Take the Sequoia touchscreen (which is not used in Iowa). Turns out there is a yellow button on the back that can put the machine at the mercy of the user, allowing multiple votes to be cast once the button is pushed. The details are on the internet.

Or take the popular scanner used at my precinct in Havelock, Iowa. Researchers at the University of Connecticut have described a way to cast the same ballot several times. They used two sticky Post-It Notes attached one the other. Then both are stuck to the tail end of the ballot, which thus gets a tail about 5″ long. You can see a photo on page 12 of the Connecticut report.

When the ballot is fed into the scanner it is tallied immediately. But it can’t drop into the ballot box if the voter holds on to its “tail”. By pulling the ballot back out and feeding it in again, another vote is cast.

This ballot box stuffing will work best on that razor close race for soil district commissioner or something else that is on the ballot in your precinct alone. No point risking sticky notes (or jail time) to boost your man if someone on the other side of the state is doing the same for your man’s opponent.

The Sequoia stuffing works best for someone with very long arms. Or someone who gets to take the machine for a sleepover.

So the story of new voting machines has reached its absurd conclusion, just in time for the election. Anyone still optimistic enough to have faith in them should make his case in the comments.

Register reporter Jennifer Jacobs has written a primer on Iowa’s voting machines and why they get criticized. She also quotes Charlie Krogmeier telling a whopper:

“We try to be exhaustive in testing the combinations of votes, and if the machines have been programmed to, say, shave off every 10th vote, that should pop up,” he said.

When I went to watch the testing in Pocahontas before the June primary no candidate got ten votes, so they could not detect any vote-shaving as Krogmeier claims. Typically each candidate got one vote to see if it was being read by the machine.

Furthermore they tested the machine in “TEST MODE” but ran it in a different mode on election day.

Besides, any clever programmer wanting to steal an election would be smart enough to hide his theft, as described in the Brennan Center report:

“There are a number of techniques that could be used to ensure that testing does not detect the attack program.

” The attack program could note the time and date on the voting machine’s clock, and only trigger when the time and date are consistent with an election. This method could, by itself, prevent detection during vendor testing, Logic and Accuracy Testing and Acceptance Testing, but not during Parallel Testing.

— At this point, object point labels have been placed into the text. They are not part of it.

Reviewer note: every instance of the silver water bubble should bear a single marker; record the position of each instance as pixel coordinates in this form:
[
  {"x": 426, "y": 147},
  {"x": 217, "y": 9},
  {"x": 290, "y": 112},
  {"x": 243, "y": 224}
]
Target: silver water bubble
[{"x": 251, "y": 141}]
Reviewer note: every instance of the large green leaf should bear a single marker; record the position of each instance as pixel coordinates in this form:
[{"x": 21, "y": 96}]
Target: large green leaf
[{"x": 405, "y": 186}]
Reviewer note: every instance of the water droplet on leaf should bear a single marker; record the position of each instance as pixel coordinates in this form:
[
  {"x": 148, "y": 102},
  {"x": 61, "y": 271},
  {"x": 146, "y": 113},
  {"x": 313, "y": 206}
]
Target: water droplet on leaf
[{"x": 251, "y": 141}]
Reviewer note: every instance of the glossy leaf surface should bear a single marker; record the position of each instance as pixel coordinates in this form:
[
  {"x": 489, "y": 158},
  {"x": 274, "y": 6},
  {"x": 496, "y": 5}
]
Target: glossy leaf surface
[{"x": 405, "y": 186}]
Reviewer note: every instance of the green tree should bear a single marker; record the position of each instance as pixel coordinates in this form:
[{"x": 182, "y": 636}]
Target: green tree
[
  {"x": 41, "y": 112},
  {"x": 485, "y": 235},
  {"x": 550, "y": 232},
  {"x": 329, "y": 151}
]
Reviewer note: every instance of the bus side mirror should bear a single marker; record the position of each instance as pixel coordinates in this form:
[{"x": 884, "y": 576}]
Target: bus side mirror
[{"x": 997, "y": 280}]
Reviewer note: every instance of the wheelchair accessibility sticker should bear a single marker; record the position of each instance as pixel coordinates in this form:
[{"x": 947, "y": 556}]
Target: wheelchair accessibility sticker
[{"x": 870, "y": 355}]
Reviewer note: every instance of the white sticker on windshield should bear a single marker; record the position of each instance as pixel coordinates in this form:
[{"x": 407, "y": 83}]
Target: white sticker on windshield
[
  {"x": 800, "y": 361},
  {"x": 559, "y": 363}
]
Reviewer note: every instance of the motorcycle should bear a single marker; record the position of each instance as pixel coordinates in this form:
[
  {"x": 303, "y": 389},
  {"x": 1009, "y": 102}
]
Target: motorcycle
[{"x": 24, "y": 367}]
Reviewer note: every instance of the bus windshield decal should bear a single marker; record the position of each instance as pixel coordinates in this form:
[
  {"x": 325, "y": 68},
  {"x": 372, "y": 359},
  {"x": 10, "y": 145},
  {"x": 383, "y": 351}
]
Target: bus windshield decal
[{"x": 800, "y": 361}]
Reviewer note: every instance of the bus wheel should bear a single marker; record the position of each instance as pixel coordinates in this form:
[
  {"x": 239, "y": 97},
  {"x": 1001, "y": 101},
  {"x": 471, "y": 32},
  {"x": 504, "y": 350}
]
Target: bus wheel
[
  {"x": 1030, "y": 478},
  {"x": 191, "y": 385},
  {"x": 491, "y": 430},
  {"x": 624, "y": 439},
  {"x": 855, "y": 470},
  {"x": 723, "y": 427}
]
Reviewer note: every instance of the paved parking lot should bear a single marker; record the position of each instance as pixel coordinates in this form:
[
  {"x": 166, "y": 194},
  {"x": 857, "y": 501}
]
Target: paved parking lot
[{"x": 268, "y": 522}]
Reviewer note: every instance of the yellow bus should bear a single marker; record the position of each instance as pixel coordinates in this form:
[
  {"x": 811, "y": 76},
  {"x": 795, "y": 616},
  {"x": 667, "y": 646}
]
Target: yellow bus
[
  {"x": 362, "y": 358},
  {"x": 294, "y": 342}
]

” The attack program could observe behavior that is consistent with a test (as opposed to actual voter behavior). For example, if Logic and Accuracy Testing is known never to take more than four hours, the attack program could wait until the seventh hour to trigger. (Note that the attack becomes more difficult if the protocol for testing varies from election to election).

” The attack program could activate only when it receives some communication from the attacker or her confederates. For example, some specific pattern of interaction between the voter or election official and the voting machine may be used to trigger the attack behavior. This is often called a “Cryptic Knock.”

Thanks to Sean for finding that quote.

The Register also editorializes on the subject. I’ll go along with many of their conclusions, since this is Iowa after all. Especially I like the point about decentralized election administration.

They make one error, however. The counting is NOT done by local auditors. It is done by the voting machine software, which no auditor is allowed to inspect. Elections are not as decentralized as we like to think.